There are unquestionably some challenges with cooking in Savannah, as Bailey was quick to discover. Firstly, the supply-order chain simply works at a different speed than in New York City. When Bailey wanted to place an order at Prune, it could be done in a Manhattan minute. In Savannah? Not so much. “I’m not used to ordering in stuff by 8 p.m.,” she says. “That’s when you get your run and it’s when you figure out if you need something for the next day. So, that took a lot of adapting.”

The same was true of finding the local suppliers, a task made easier when she connected with Cynthia Hayes, the executive director of the Southeastern African-American Farmers Organic Network, who won the James Beard: Leadership Award in 2015. Logistics taken care of, Bailey also had the added pressure of sudden kitchen spotlight. She says she’s not as strict as Hamilton was (“Although my staff might not agree,”) and is still figuring out how to identify the right kind of talent. Bailey’s standards, though, are measured in miles per hour.

“All you have to do is keep up; that’s it. I will teach you everything else. You have to walk as fast as me, or even walk a little bit faster.
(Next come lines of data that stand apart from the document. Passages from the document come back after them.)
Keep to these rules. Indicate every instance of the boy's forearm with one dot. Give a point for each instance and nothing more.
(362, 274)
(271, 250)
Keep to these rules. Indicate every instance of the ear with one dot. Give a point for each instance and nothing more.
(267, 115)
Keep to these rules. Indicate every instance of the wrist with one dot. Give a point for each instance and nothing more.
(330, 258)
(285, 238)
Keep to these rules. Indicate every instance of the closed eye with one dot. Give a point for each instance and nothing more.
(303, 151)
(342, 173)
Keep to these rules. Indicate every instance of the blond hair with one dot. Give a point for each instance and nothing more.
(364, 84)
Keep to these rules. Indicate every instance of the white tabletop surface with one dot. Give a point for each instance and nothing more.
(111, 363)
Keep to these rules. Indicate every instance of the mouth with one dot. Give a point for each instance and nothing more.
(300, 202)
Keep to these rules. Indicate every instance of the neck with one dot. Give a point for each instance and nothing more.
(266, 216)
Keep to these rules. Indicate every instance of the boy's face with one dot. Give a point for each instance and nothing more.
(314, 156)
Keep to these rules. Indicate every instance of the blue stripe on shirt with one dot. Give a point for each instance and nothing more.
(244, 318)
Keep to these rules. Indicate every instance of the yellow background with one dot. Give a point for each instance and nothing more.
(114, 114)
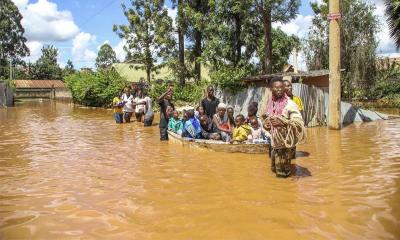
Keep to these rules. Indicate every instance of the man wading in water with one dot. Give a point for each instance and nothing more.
(286, 126)
(165, 102)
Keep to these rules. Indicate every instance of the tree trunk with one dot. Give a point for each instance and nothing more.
(148, 71)
(197, 54)
(181, 43)
(267, 40)
(197, 45)
(238, 32)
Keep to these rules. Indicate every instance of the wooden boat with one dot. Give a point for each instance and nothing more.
(219, 146)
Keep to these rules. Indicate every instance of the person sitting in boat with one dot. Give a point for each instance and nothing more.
(208, 129)
(241, 131)
(117, 106)
(286, 127)
(199, 112)
(258, 133)
(252, 110)
(296, 99)
(191, 127)
(231, 118)
(140, 108)
(210, 102)
(221, 120)
(175, 124)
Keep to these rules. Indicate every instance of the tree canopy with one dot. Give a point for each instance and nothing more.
(358, 43)
(148, 34)
(12, 40)
(393, 13)
(105, 57)
(46, 67)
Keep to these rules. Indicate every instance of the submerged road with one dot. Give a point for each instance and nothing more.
(69, 172)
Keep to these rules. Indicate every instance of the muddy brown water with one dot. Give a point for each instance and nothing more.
(71, 173)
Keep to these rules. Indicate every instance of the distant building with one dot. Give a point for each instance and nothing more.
(318, 78)
(86, 69)
(385, 62)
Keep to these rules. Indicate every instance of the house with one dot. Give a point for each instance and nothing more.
(53, 89)
(319, 78)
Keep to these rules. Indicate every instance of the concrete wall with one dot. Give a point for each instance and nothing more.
(6, 96)
(33, 93)
(57, 94)
(63, 94)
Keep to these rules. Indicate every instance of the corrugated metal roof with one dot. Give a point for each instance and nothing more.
(39, 84)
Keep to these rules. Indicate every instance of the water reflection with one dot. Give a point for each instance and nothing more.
(68, 172)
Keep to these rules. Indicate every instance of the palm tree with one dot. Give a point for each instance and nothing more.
(393, 13)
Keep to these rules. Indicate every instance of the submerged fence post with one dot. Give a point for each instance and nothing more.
(334, 118)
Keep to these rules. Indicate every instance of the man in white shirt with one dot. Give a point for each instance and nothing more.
(127, 98)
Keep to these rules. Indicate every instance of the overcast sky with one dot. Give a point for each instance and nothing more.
(79, 27)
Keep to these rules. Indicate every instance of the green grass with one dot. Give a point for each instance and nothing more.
(133, 74)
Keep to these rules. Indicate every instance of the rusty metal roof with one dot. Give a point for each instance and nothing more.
(39, 84)
(292, 74)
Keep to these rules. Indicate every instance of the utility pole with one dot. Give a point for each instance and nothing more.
(334, 112)
(10, 74)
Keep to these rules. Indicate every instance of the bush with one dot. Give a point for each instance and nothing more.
(388, 84)
(95, 89)
(190, 93)
(230, 78)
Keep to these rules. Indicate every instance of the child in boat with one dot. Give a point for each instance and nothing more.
(175, 124)
(231, 118)
(208, 129)
(199, 112)
(252, 110)
(241, 131)
(221, 120)
(191, 127)
(258, 133)
(117, 106)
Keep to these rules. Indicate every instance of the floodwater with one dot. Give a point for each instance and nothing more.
(71, 173)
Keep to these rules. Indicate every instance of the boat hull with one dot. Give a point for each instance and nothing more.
(219, 146)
Because I’m tall, I have long legs and I can really move,” says the 6-foot Bailey.

Lately, she’s noticed an uptick in the quality of staff at The Grey, which she believes bodes well for her budding legacy. “That’s how I’m going to start building my reputation. When people leave, and go and work in other places, they’re like, ‘Oh, you worked for Mashama Bailey; OK, you know what’s up then.’ I want that.”

Port City Southern

There has never been any doubt about the food. Bailey’s menu, which she says isn’t exactly Southern food, but rather “Port City Southern,” draws a check average of $65 to $70. Some dishes include Whole Fire—roasted fish, charred orange, bay leaf, olive oil; Catfish Tagine—chickpeas, bell pepper, preserved lemon; along with sides like Smoked Collards—leek, onion, shallot; starters such as Pan Roasted Squid—shelling beans, celery, parsley; and “middles” like Country Pasta—pork belly, Parmesan, and cracked bell pepper. There are also oysters and a raw bar with stone crab claws. “I didn’t really want it to be a Southern restaurant. For some reason, I just wanted it to make sense here and in this particular town,” she says.

Morisano couldn’t be happier. He believes the combination of his Italian background, with Bailey’s Southern and New York influences, with French and Italian training, has resulted in some relatable dining, and just really, really good fare. “It’s the perfect storm of eating,” he says.

Moving forward, Bailey and Morisano have big plans for 2016. Mostly, they want to continue learning and growing, while maintaining the quality that has turned The Grey into one of the nation’s buzziest spots. The idea of opening another restaurant, while initially forcing Bailey to collect her thoughts, results in a generous laugh that breaks through the quiet. “I have a lot on my plate,” she says. “This is going to be a crazy year.”